Arab Times

Washington, Ankara agree to ceasefire in Syria

-

ANKARA, Oct 17, (RTRS): Turkey has agreed to a five-day ceasefire in northeast Syria to allow for withdrawal of Kurdish forces, US VicePresid­ent Mike Pence said on Thursday after talks with Turkish President Tayyip Erdogan.

“Today the United States and Turkey have agreed to a ceasefire in Syria,” Pence told a news conference after more than four hours of talks at the presidenti­al palace in Ankara.

Pence had flown to Turkey to call for a halt in Turkey’s cross-border military operation, called Operation Peace Spring, under which Turkey has aimed to clear YPG Syrian Kurdish fighters from a 20-mile (32-km) deep “safe zone” along the border.

“The Turkish side will pause Operation Peace Spring in order to allow for the withdrawal of YPG forces from the safe zone for 120 hours,” Pence said.

“All military operations under Operation Peace Spring will be paused, and Operation Peace Spring will be halted entirely on completion of the withdrawal,” he said.
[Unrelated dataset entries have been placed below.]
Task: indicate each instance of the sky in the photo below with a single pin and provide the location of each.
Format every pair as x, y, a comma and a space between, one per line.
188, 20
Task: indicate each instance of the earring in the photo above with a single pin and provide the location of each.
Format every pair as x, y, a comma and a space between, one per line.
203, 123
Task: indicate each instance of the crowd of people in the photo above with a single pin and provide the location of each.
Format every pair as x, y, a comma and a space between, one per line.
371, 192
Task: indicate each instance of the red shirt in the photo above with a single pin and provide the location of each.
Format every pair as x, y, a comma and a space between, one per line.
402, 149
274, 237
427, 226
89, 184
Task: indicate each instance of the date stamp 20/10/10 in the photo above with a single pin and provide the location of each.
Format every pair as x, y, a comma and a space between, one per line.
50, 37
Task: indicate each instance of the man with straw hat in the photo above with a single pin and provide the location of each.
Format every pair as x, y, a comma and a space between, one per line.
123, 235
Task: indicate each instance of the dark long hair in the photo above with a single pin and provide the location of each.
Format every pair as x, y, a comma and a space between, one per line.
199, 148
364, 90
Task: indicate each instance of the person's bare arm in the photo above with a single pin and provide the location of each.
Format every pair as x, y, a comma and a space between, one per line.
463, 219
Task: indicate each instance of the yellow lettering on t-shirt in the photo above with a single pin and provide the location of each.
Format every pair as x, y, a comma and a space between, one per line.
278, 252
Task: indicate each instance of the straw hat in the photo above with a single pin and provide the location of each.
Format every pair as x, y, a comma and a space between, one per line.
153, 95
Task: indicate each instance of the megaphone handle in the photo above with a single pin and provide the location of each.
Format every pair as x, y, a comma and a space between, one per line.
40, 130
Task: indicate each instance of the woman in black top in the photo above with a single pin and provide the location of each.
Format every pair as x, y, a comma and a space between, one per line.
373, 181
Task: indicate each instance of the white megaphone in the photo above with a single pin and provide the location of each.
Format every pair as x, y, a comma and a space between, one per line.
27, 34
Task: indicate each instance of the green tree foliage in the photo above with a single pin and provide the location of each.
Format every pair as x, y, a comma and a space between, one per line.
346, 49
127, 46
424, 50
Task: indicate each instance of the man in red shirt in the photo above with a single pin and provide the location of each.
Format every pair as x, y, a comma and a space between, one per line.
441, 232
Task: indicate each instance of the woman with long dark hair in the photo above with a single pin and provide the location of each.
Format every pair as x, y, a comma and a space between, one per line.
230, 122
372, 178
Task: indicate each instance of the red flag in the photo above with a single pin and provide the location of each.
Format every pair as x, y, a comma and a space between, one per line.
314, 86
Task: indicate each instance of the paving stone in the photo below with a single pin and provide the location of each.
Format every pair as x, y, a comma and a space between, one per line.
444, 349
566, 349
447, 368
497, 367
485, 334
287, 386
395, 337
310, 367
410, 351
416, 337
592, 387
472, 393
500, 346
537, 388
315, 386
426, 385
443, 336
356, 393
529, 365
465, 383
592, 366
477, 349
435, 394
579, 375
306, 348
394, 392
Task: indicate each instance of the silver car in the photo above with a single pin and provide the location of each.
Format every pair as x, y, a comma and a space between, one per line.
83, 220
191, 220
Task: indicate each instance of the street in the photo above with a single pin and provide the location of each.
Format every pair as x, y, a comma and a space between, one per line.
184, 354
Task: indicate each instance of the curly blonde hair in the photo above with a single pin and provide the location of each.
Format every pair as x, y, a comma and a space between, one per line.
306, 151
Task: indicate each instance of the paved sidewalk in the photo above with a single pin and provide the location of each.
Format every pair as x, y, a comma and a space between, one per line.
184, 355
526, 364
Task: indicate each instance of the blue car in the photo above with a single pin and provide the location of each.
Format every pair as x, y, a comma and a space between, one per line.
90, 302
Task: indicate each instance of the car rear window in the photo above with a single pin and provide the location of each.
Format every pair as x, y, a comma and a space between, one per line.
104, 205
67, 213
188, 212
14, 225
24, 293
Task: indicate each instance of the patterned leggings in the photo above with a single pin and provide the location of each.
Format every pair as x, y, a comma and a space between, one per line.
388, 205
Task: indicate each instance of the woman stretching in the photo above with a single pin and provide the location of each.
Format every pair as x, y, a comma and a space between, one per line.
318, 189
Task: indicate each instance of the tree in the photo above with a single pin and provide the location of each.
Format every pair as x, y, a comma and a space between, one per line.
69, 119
The assault has created a new humanitari­an crisis in Syria with 200,000 civilians taking flight, a security alert over thousands of Islamic State fighters abandoned in Kurdish jails, and a political maelstrom at home for US President Donald Trump. Trump has been accused of abandoning Kurdish-led fighters, Washington’s main partners in the battle to dismantle Islamic State’s self-declared caliphate in Syria, by withdrawin­g troops from the border as Ankara launched its offensive on Oct 9.

Trump defended his move on Wednesday as “strategica­lly brilliant”. He said he thought Pence and Erdogan would have a successful meeting, but warned of sanctions and tariffs that “will be devastatin­g to Turkey’s economy” otherwise.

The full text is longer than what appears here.